At a large high school in Southern California, a freshman named Andrea sat alone on the steps near the gym. Far removed from the main campus, the spot was a popular hangout for kids during lunch. As she peeled her banana, a group of five girls, one smoking a cigarette, walked by her. The smoker crushed her lit cigarette into Andrea’s head. The others stood by laughing and threatening her if she told on them. Other kids looked on and did nothing.
This wasn’t the first incident, and it wouldn’t be the last.
For some unknown reason, Andrea became their target. She felt marked. She didn’t know them. She had never provoked them. They just chose her as their victim.
On a cool spring day, after repeatedly being slapped around by the girls, Andrea finally got the courage to go to the principal. The girls were all suspended for three days. When they returned, the bullying escalated, as did the threats.
Fortunately for Andrea, her dad was transferred to another state the next year. The bullying was over, but the emotional scars remained for decades.
School bullying has been going on for a long time. Some of us may even have our own accounts of being bullied (or being a bully). As adults we may swap stories of being pushed around and made to feel powerless, something that’s looked at as some kind of sick rite of passage if the bully happens to be an upper classman.
Kids are just mean to each other right? You gotta just learn to talk your way out of it, or scrap your way through the day if you’re not that clever. What else can you do?
Is the Problem Really All That Bad?
Across the nation, it’s been reported that in 2016 alone approximately 20% of high school students were victims of bullying on school campuses, and now with kids spending what sometimes seems like most of their time interacting with peers through social media platforms like Instagram and Snapchat, another 15% are experiencing some kind of cyber-bullying off campus too. The highest risk students, according to the report, were white females.
From 2009 to 2015 incidents of bullying remained consistent despite efforts to reduce it (CDC).
Politicians, educators, and community leaders have all taken up the gauntlet to end violence in our schools and, while the National Center for Education shows there has been some success in reducing headline-grabbing violent crimes, day to day incidents of bullying continue to plague our kids.
Today We Use Better Methods, Right?
The current methods of punishment remain very similar to those implemented in the 1970s and they still aren’t working today (Bullying Education). Suspensions, detentions, time outs, Saturday school, scoldings, notes home to parents. . . none of it has had a strong deterrent effect on kids intent on pushing others around. “Research has shown that the implementation of punishment, especially when it is used inconsistently and in the absence of other positive strategies, is ineffective,” (UCLA Mental Health in Schools).

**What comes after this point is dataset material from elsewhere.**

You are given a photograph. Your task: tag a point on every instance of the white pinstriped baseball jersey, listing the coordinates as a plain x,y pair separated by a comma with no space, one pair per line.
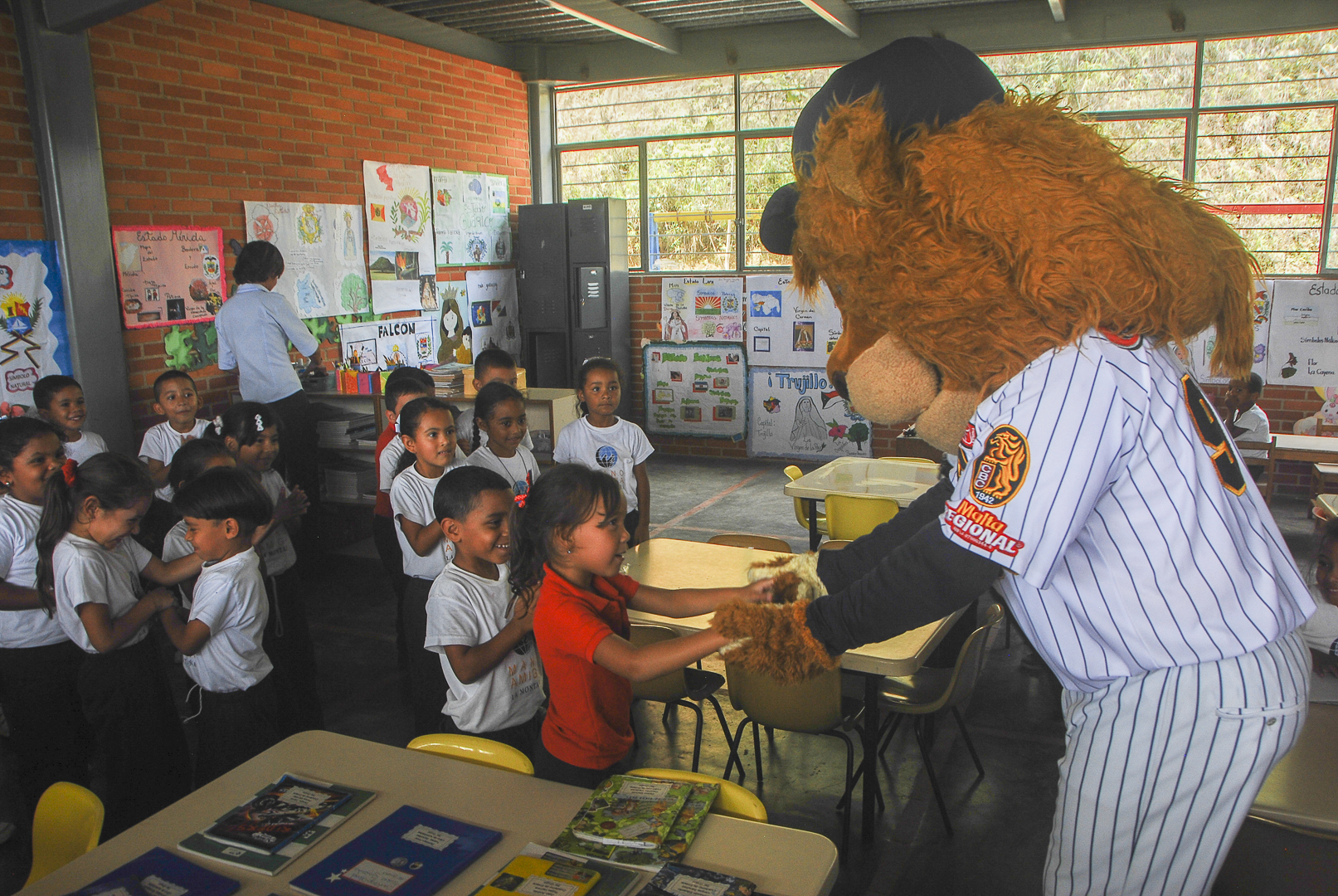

States have begun to implement anti-bullying laws. Sure, it’s good that we recognize it for the serious problem it is, but even these laws haven’t proven to be effective. It’s just another layer of punitive action. When bullies are sent home, sent to jail, or sent to live somewhere else, the problem just travels with them.
Bullying is a learned trait and often starts at home. If it’s something that is learned, behavior modification can help to unlearn it. For that matter, teaching proper social behaviors can help to prevent it from happening in the first place. That’s where ABA comes in. Implementing strategies for changing problem behavior like this directly into school curriculum may be one approach to curtailing bullying. One program shows promising results: Bully Prevention in Positive Behavior Support (BP-PBS).

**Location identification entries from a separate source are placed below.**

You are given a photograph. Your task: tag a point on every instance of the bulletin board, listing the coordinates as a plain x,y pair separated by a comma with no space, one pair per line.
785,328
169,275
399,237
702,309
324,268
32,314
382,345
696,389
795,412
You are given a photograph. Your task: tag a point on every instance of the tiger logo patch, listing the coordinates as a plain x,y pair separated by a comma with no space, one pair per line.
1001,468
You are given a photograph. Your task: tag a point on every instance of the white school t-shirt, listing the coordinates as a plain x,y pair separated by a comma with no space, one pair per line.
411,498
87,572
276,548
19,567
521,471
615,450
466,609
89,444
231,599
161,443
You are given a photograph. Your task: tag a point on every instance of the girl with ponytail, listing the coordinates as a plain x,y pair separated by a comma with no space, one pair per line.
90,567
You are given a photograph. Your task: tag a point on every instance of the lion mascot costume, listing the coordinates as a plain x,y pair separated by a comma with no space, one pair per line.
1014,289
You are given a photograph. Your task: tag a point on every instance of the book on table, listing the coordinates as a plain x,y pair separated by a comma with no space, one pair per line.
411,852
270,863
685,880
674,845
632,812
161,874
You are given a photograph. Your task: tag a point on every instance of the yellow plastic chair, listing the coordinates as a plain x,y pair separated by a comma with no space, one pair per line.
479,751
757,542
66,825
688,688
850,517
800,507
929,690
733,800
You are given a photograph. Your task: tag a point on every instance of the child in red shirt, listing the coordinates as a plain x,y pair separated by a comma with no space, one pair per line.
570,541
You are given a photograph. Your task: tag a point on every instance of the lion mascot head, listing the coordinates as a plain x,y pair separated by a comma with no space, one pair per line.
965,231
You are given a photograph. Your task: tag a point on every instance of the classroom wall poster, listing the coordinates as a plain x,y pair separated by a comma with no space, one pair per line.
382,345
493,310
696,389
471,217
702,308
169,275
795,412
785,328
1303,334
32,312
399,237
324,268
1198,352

It defines and teaches the idea of being respectful to others. Changing how we should view each other lays a foundation for kindness, not bullying. If we are respectful of one another, we can begin to alter negative behaviors that accompany disrespect.
It also employs a three-step reaction to a bully: stop, walk, and talk. The actions are designed to minimize potential social reinforcements, as is the case when kids actually bully for the attention it gets them. If you tell a bully to stop, then walk away from them, they lose the power they had over you. This teaches students how to respond appropriately and teaches a bully that their actions didn’t bring the results they desired, something that effectively modifies the problem behavior.

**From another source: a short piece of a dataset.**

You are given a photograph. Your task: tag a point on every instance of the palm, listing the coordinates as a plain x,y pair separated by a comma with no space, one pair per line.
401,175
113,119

This is just one example of how we can begin to address the problem of bullying. We’ve been trying to punish and restrict for decades with virtually nothing to show for it. If we incorporate the classic methods of ABA in working with both bullies and victims, and apply the same level of consistent intervention and patience, the tide could very well turn, reversing the current epidemic of bullying.
It won’t happen overnight, but a community where kindness and respect are at the forefront of our behaviors would not just change how kids interact in our schools, it could very well change how we handle workplace disputes, how we interact in traffic, and even how we engage in political discourse. ABA has the potential to change our world for the better.